Wearing a dark blue suit and maroon tie, Taylor looked calm and subdued as the presiding judge took more than two hours to read out the charges, evidence and final ruling.

The litany of gruesome crimes covered rapes and enslavement, beheadings and disembowellings, amputations and other mutilations carried out by child soldiers notorious for being high on drugs and dressed in fright wigs.

And in return for providing arms and ammunition for the conflict, the judge recounted how Taylor had received “blood diamonds” from Sierra Leone, including a 45-carat diamond and two 25-carat diamonds.

“Taylor's conviction sends a powerful message that even those in the highest-level positions can be held to account for grave crimes,” Elise Keppler, senior counsel for Human Rights Watch, said in a statement.

“Not since Nuremberg has an international or hybrid war crimes court issued a judgment against a current or former head of state. This is a victory for Sierra Leonean victims, and all those seeking justice when the worst abuses are committed.”

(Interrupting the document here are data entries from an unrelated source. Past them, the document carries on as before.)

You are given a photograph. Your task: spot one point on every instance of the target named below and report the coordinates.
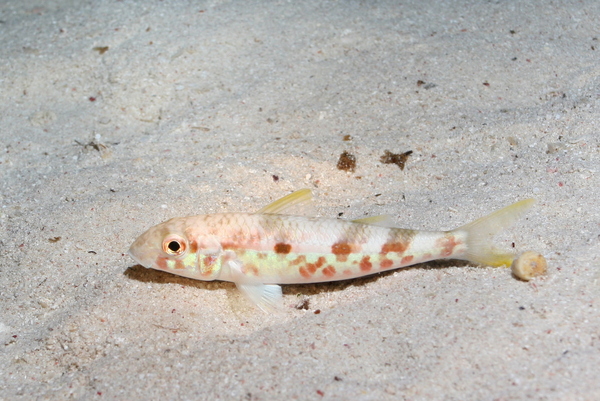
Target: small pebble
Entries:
(529, 265)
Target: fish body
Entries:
(258, 251)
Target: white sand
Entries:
(196, 105)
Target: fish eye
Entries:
(174, 245)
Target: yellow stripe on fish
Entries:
(261, 250)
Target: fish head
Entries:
(169, 247)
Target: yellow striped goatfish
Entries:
(259, 250)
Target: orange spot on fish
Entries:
(341, 250)
(365, 264)
(407, 259)
(209, 260)
(282, 248)
(398, 247)
(447, 244)
(304, 272)
(320, 262)
(161, 263)
(299, 260)
(386, 263)
(329, 271)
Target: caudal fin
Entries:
(481, 232)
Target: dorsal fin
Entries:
(285, 204)
(384, 220)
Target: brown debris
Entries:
(101, 49)
(398, 159)
(347, 162)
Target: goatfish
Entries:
(258, 251)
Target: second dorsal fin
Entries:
(284, 205)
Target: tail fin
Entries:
(480, 233)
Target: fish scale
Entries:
(258, 251)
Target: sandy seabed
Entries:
(117, 115)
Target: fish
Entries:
(260, 251)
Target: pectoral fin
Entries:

Taylor has denied the charges, insisting he tried to bring peace to the region and arguing his trial was a politically motivated conspiracy by Western nations.

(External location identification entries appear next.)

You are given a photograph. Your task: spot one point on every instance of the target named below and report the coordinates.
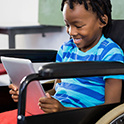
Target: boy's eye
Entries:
(67, 25)
(79, 26)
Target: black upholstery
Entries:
(116, 32)
(83, 116)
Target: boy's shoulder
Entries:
(108, 43)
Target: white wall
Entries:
(25, 12)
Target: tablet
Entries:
(17, 69)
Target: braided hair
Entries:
(101, 7)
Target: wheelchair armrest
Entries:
(32, 54)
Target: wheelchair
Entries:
(102, 114)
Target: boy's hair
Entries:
(101, 7)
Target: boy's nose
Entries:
(72, 31)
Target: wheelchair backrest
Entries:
(116, 33)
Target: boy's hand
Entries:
(14, 92)
(49, 104)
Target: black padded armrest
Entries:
(66, 70)
(34, 55)
(81, 69)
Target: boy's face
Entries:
(83, 26)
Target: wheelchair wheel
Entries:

But the judge said that “the accused was publicly promoting peace, while privately providing arms to the RUF,” adding that “There was a constant flow ... of diamonds from Sierra Leone to the accused, often in exchange for arms and ammunition.”

At the start of the hearing, Taylor seemed relaxed, waving at some people sitting in the public gallery, and separated from the windowless trial chamber by a thick pain of glass.

Later, as the presiding judge's reading of the judgment appeared to swing against Taylor, the former president clasped his hands more tensely in front of him.